På Fri, 30 May 2008 02:56:37 +0200, skrev David Combs <dkcombs at panix.com>:

> In article <rem-2008may08-005 at yahoo.com>,
> Robert Maas, http://tinyurl.com/uh3t  
> <usenet1.3.CalRobert at SpamGourmet.Com> wrote:
>>> From: "xah... at gmail.com" <xah... at gmail.com>
>>> the importance of naming of functions.
>>
>
> Lisp is *so* early a language (1960?), preceeded mainly only by Fortran  
> (1957?)?,
> and for sure the far-and-away the first as a platform for *so many*  
> concepts
> of computer-science, eg lexical vs dynamic ("special") variables, passing
> *unnamed* functions as args (could Algol 60 also do something like that,
> via something it maybe termed a "thunk"), maybe is still the only one
> in which program and data have the same representation -- that it'd
> seem logical to use it's terminology in all languages.
>
> From C is the very nice distinction between "formal" and "actual" args.
>
> And from algol-60, own and local -- own sure beats "static"!
>
> And so on.
>
>
> To me, it's too bad that that hacker-supreme (and certified genius)
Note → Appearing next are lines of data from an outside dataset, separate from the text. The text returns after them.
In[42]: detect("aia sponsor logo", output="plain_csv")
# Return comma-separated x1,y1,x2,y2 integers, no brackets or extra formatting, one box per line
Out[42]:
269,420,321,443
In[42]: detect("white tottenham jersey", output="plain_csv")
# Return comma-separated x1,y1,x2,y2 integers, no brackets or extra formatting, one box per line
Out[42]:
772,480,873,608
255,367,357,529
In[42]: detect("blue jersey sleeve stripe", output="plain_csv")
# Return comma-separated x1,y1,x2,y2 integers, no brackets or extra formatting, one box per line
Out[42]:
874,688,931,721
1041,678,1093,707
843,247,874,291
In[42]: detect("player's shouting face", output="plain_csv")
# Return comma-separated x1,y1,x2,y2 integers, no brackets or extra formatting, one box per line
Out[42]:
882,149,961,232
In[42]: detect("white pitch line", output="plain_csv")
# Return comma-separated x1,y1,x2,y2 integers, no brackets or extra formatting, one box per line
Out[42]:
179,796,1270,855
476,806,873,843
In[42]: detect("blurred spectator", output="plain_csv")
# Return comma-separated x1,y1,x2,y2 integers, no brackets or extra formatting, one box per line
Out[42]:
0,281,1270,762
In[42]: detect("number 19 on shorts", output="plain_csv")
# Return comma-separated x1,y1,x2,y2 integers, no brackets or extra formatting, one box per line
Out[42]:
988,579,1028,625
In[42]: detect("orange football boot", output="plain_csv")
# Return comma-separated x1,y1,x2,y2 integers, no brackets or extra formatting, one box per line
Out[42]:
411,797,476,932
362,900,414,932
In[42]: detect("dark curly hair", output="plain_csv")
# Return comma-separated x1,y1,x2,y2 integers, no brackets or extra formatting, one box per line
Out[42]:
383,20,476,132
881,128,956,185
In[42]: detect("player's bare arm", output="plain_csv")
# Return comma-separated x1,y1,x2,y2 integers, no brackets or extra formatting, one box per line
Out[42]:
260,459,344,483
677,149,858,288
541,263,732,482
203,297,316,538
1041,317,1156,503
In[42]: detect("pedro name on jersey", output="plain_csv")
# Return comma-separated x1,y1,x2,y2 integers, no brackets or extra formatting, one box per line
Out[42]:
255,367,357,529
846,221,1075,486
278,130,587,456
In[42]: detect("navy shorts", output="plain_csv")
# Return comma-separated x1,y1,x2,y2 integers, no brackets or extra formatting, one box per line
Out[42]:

> Larry W. likes to make up his own terminology for Perl.  Sure makes
> for a lot of otherwise-unnecessary pages in the various Perl texts,
> as well as posts here.
>
> Of course, a whole lot better his terminology than no language at all!
>
>
> David
>
>

Perl is solidly based in the UNIX world on awk, sed, bash and C.
I don't like the style, but many do.